Quantum computers are entirely different, reliant instead on the mind-bending rules of physics that govern ultrasmall objects like atoms.
Where classical computers store and process data as individual bits, each a 1 or a 0, quantum computers use a different foundation, called a qubit. Each qubit can store a combination of different states of 1 and 0 at the same time through a phenomenon called superposition. Told you it was weird.
Not only that, but multiple qubits can be ganged together through another quantum phenomenon called entanglement. That lets a quantum computer explore a vast number of possible solutions to a problem at the same time.
In principle, a quantum computer’s performance grows exponentially: add one more qubit, and you’ve doubled the number of solutions you can examine in one fell swoop. For that reason, quantum computing engineers are working to increase the number of qubits in their machines.

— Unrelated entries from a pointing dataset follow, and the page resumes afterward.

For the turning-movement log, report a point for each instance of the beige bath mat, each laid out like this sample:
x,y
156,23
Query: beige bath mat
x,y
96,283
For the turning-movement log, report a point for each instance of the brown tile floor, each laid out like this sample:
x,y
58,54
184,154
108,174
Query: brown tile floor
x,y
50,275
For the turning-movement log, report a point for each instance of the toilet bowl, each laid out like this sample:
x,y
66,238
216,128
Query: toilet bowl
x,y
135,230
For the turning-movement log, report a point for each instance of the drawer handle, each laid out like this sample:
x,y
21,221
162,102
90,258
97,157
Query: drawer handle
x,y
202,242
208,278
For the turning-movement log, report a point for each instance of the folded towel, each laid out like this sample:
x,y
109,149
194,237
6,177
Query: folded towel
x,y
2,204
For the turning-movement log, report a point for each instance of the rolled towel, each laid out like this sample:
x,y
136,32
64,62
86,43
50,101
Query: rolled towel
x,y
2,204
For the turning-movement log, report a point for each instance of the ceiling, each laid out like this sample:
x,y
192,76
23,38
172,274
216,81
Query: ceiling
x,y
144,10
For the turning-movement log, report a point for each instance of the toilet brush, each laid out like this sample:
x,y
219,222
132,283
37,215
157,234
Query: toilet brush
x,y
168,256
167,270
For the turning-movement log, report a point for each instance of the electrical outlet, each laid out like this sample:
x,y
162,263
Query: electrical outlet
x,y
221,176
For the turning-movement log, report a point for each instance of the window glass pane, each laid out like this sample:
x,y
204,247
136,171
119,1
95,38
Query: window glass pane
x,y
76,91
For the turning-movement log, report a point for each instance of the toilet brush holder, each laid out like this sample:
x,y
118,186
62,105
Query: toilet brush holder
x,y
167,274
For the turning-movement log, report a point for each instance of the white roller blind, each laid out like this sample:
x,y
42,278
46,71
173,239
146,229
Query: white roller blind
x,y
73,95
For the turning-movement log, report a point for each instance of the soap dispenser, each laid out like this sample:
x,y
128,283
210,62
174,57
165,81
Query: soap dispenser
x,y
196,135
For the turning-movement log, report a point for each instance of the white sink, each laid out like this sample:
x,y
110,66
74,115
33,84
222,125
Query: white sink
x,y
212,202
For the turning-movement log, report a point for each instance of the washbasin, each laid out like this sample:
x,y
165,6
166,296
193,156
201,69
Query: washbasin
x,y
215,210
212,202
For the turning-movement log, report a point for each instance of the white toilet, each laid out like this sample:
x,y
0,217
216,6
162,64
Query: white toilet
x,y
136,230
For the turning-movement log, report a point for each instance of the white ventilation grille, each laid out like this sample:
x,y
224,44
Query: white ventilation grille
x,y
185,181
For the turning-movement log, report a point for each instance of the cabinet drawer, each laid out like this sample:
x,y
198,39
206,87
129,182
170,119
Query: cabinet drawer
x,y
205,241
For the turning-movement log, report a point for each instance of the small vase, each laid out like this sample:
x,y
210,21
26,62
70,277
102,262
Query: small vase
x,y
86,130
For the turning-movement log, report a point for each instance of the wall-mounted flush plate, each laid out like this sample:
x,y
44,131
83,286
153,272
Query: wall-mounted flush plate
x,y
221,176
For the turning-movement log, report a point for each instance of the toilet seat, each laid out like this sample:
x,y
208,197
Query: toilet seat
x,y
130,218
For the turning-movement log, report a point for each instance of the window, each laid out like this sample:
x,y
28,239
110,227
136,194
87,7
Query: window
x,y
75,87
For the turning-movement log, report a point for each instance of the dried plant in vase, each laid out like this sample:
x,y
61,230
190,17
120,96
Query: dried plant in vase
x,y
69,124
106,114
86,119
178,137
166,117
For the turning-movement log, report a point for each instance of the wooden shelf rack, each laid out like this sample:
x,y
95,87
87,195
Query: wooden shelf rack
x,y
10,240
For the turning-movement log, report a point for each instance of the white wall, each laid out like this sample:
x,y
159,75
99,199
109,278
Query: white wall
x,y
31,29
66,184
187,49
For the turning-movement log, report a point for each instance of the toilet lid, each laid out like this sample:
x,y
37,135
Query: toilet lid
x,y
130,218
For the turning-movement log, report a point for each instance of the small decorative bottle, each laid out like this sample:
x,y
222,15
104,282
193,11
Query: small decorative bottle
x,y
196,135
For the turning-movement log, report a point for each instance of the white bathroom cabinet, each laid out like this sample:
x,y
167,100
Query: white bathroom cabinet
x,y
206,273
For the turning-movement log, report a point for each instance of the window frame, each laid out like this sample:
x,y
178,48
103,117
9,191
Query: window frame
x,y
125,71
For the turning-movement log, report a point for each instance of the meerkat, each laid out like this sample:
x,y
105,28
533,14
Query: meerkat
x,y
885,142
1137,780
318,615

“We expect that their computational power will continue to grow at a double-exponential rate,” the Google researchers said in their paper. That’s even faster than the single exponential improvement charted for classical computer chips by Moore’s Law.

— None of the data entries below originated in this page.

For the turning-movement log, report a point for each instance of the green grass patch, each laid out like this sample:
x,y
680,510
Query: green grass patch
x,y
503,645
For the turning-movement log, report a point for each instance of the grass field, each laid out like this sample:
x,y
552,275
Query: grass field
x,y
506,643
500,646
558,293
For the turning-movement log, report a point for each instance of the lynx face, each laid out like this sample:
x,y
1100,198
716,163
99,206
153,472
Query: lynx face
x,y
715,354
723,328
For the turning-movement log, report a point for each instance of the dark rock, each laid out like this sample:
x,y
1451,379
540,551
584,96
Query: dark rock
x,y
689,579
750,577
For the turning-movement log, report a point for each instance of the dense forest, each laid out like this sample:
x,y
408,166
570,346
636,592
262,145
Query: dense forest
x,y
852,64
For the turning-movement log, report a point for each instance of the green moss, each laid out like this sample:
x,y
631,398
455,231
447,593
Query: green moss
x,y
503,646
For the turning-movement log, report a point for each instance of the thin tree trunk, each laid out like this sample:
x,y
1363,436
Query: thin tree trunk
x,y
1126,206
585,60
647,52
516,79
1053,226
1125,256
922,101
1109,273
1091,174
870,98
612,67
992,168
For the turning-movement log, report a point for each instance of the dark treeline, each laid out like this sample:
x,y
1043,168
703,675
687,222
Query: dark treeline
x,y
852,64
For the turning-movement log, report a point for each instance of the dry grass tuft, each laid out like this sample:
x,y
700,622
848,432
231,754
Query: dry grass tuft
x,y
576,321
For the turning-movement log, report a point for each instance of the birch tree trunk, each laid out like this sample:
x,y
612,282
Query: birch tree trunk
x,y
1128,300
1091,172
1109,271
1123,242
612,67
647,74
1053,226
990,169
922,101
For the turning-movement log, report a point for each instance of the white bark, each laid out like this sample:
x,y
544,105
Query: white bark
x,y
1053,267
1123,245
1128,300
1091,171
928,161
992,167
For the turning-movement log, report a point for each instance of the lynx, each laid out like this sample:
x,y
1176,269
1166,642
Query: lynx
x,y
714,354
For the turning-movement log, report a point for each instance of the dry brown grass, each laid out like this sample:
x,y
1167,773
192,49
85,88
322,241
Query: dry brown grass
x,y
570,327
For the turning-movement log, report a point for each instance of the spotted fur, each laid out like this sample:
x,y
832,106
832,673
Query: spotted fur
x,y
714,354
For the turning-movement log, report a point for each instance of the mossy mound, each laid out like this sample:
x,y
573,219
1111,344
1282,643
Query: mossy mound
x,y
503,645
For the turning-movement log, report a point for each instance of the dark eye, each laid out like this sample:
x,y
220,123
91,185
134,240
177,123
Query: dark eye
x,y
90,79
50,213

Google’s machine had 54 qubits, though one wasn’t working right, so only 53 were available. That happens to match the number in IBM’s most powerful quantum computer.
But qubit count isn’t everything. Unavoidable instabilities cause qubits to lose their data. To counteract that problem, researchers are also working on error correction techniques to let a calculation sidestep those problems.

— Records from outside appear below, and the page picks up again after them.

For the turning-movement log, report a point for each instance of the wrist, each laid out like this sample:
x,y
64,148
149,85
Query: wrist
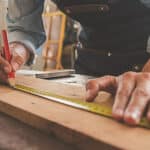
x,y
18,48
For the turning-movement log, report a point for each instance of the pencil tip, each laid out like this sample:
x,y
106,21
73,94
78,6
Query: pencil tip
x,y
11,82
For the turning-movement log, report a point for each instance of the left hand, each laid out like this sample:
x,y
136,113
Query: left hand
x,y
132,94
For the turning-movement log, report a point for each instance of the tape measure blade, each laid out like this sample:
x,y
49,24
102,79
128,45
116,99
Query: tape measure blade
x,y
90,107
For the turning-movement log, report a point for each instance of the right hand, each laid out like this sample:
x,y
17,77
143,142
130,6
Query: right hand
x,y
20,55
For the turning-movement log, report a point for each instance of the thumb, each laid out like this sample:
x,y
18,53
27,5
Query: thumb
x,y
92,89
17,62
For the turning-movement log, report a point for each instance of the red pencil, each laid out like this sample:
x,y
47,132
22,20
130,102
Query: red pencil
x,y
7,55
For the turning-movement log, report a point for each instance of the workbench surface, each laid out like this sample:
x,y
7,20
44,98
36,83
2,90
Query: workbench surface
x,y
15,135
82,129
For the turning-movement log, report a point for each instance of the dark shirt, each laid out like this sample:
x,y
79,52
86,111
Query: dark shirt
x,y
113,27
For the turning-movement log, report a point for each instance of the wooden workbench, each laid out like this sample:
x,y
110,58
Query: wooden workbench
x,y
80,128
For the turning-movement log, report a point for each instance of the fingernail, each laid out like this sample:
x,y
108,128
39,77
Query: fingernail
x,y
132,118
88,96
7,69
15,66
118,114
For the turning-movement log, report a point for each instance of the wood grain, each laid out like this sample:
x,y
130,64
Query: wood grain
x,y
81,128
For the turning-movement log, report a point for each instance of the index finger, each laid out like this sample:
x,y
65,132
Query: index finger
x,y
106,83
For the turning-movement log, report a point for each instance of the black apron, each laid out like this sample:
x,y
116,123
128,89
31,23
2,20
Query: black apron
x,y
114,36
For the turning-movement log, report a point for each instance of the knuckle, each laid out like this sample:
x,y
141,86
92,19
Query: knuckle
x,y
141,92
90,83
145,76
148,116
129,74
123,93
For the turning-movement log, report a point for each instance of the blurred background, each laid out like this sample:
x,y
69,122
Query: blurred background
x,y
58,51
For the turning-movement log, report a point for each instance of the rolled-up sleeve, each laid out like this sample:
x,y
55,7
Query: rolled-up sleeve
x,y
25,24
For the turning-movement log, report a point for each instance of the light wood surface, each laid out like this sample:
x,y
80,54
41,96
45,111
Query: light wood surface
x,y
84,129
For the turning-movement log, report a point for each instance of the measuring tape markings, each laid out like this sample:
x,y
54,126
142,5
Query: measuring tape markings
x,y
91,107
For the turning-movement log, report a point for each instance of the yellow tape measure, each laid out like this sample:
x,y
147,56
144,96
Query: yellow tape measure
x,y
91,107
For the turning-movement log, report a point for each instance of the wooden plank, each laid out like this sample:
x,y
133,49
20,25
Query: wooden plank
x,y
84,129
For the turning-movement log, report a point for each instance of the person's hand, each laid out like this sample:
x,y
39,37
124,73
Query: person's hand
x,y
131,91
19,56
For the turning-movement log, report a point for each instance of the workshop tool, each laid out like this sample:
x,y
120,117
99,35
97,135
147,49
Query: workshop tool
x,y
4,46
91,107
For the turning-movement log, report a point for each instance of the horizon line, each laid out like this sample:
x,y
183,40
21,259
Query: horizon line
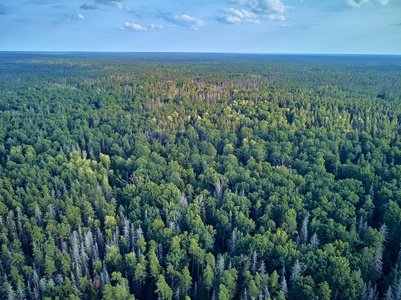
x,y
201,52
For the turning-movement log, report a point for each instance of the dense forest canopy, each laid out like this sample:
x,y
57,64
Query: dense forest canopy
x,y
199,176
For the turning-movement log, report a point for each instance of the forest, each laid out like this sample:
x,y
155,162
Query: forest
x,y
200,176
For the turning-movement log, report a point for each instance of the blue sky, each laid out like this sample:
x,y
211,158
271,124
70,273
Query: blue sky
x,y
244,26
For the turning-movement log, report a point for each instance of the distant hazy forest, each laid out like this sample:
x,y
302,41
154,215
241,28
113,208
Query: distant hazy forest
x,y
200,176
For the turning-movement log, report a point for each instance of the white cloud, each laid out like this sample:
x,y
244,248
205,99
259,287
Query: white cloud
x,y
359,3
183,20
234,16
73,18
137,27
263,6
118,4
275,17
89,6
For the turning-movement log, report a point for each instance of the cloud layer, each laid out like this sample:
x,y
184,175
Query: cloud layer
x,y
183,20
263,6
234,16
137,27
89,6
359,3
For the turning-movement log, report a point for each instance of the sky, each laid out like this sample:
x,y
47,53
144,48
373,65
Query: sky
x,y
234,26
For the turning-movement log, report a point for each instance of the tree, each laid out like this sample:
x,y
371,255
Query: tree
x,y
163,289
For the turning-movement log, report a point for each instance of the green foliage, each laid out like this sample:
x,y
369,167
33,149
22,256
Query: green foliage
x,y
199,176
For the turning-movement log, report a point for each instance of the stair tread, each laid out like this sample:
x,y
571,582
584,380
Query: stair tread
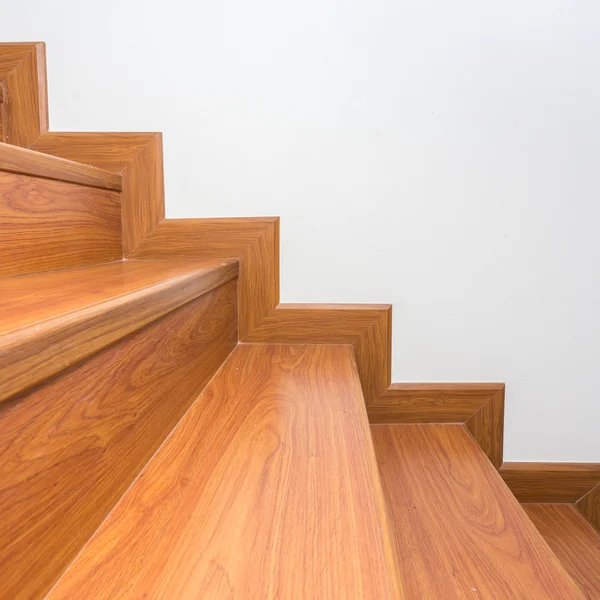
x,y
51,320
267,487
457,529
574,541
14,159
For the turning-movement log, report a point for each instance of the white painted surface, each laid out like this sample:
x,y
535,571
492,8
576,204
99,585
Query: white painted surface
x,y
441,156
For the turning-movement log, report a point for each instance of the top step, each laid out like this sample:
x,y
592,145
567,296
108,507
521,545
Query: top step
x,y
56,213
51,320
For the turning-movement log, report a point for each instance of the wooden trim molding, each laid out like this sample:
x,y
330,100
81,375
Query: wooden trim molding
x,y
572,483
589,506
23,93
253,241
367,327
137,157
479,406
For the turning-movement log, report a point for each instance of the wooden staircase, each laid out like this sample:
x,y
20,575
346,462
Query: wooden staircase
x,y
169,430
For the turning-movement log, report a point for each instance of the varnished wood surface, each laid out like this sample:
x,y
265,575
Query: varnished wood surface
x,y
431,402
574,541
479,405
23,93
137,157
52,320
70,448
49,225
589,506
254,241
268,488
459,532
367,327
28,162
550,482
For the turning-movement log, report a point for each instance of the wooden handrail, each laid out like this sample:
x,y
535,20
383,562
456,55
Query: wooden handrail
x,y
22,161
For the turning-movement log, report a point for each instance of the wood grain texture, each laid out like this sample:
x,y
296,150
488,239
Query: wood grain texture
x,y
266,489
28,162
589,507
459,532
431,402
550,482
137,157
70,448
49,225
487,427
24,106
53,320
253,241
479,405
574,541
367,327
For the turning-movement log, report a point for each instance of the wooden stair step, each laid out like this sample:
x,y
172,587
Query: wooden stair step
x,y
575,542
268,487
52,320
458,532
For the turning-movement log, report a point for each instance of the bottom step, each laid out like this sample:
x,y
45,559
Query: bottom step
x,y
267,488
573,540
458,530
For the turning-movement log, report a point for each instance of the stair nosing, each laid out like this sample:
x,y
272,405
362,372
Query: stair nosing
x,y
34,352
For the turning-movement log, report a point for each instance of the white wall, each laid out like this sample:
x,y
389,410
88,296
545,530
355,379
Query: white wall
x,y
442,156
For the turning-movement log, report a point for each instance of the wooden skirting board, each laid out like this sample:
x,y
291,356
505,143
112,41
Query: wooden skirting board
x,y
570,483
23,93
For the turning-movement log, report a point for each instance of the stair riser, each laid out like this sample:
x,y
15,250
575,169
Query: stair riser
x,y
71,447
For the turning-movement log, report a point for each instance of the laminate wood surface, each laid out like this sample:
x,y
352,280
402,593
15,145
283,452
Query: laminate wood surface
x,y
23,92
70,448
458,530
28,162
268,488
431,402
479,405
53,320
253,241
550,482
48,225
367,327
574,541
137,157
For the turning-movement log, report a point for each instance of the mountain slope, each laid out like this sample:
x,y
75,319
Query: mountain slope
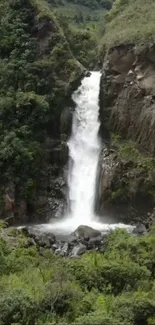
x,y
37,73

IBM challenges Google’s quantum results
IBM is a major quantum computing fan, but it questioned Google’s prematurely released results in a blog post Monday.
“We argue that an ideal simulation of the same task can be performed on a classical system in 2.5 days and with far greater fidelity,” the IBM researchers wrote. They suggested different algorithms and a different classical computer design in a preprint paper of their own.
Google said it welcomes improvements to quantum computer simulation techniques but said its overall result is “prohibitively hard for even the world’s fastest supercomputer, with more double exponential growth to come. We’ve already peeled away from classical computers, onto a totally different trajectory.”
And you can try for yourself if you like. Google released its quantum computer’s raw output to encourage others to see if they can do better at simulating a quantum computer. “We expect that lower simulation costs than reported here will eventually be achieved, but we also expect that they will be consistently outpaced by hardware improvements on larger quantum processors,” the Google researchers said.
Intel didn’t offer an opinion on Google’s results, but did say quantum supremacy is “a strategic benchmark.”
“We are committed to moving quantum from the lab to commercialization,” said Jim Clarke, Intel Labs’ director of quantum hardware, in a statement.
Cracking your encrypted communications? Not yet
One quantum computing ability, mathematically proved with an idea called Shor’s algorithm, is cracking some of today’s encryption technology.
However, that will require vastly larger quantum computers and new technology breakthroughs to deal with error correction.
“Realizing the full promise of quantum computing (using Shor’s algorithm for factoring, for example) still requires technical leaps,” the researchers said in their paper.
And at the same time, the US government and others are working on “post-quantum” cryptography methods to withstand quantum computing cracking abilities.
So for now at least, quantum computing, while radically different, isn’t blowing up the tech industry.